Several factors related to our study design need to be considered with regard to the generalizability of our results. First, subject-inclusion criteria to this study consisted of moderately active college-aged men and women with experience of performing heel-raise exercises and no history of musculoskeletal injury or pathology that could have influenced MG and LG activation. Whether similar results would be obtained with other populations such as older adults or persons with gastrocnemius pathology will need to be further investigated. Secondly, although heel raises are commonly performed with shoes, in the absence of standardized shoes, the heel raises in the current study were performed unshod. All heel raises in the current study were also performed free standing with 130-135% body mass. Because the MG-LG-activation differences appear to be related to the level of activation during isometric plantar flexion (9), we can only conservatively generalize our results to standing heel raises performed with 130-135% body mass. Thirdly, our methods asked the subjects to internally and externally rotate their legs as far as they could. Because we did not standardize or quantify the leg rotation, we cannot define how much internal and external rotation is needed to elicit the changes in activation we identified. Finally, the heel raises in our study were performed free standing using a 3.81-cm block height. We can only speculate that the effect foot position has on MG and LG activation would be larger as a result of not having to rely on the MG and LG muscles, and secondary muscles such as posterior tibialis and peroneals, for balance. These latter 4 factors, unshod feet, external load magnitude, self-selected internal and external rotation, and free-standing exercise all represent recommendations for future research. Finally, including a 3-dimensional kinematic analysis in future heel-raise research is recommended to quantify the ankle, knee, and hip rotations accompanying the internal and external rotation variations, and provide an insight regarding the underlying sources of muscle-activation differences yielded in the current investigation.

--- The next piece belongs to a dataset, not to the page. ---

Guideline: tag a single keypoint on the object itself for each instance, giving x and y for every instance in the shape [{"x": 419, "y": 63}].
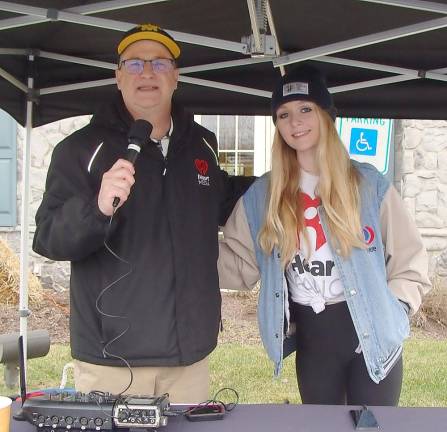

Heel raises are often used by persons interested in increasing gastrocnemius muscle size, strength, and power. The results of this study provide some initial support to the common practice of using different foot positions during the heel-raise exercise in an attempt to promote maximal adaptations in the MG and LG. Specifically, during the free-standing heel-raise exercise with 130-135% body mass, it appears that using an ER foot position prompts MG activation, whereas using an IR foot position prompts LG activation. Whether these activation differences translate into greater MG and LG training adaptations, or whether the results extend to other variations of heel-raise exercise (i.e., machine, seated), loading conditions (>130-135% body mass), and block height (>3.81 cm) remains to be studied.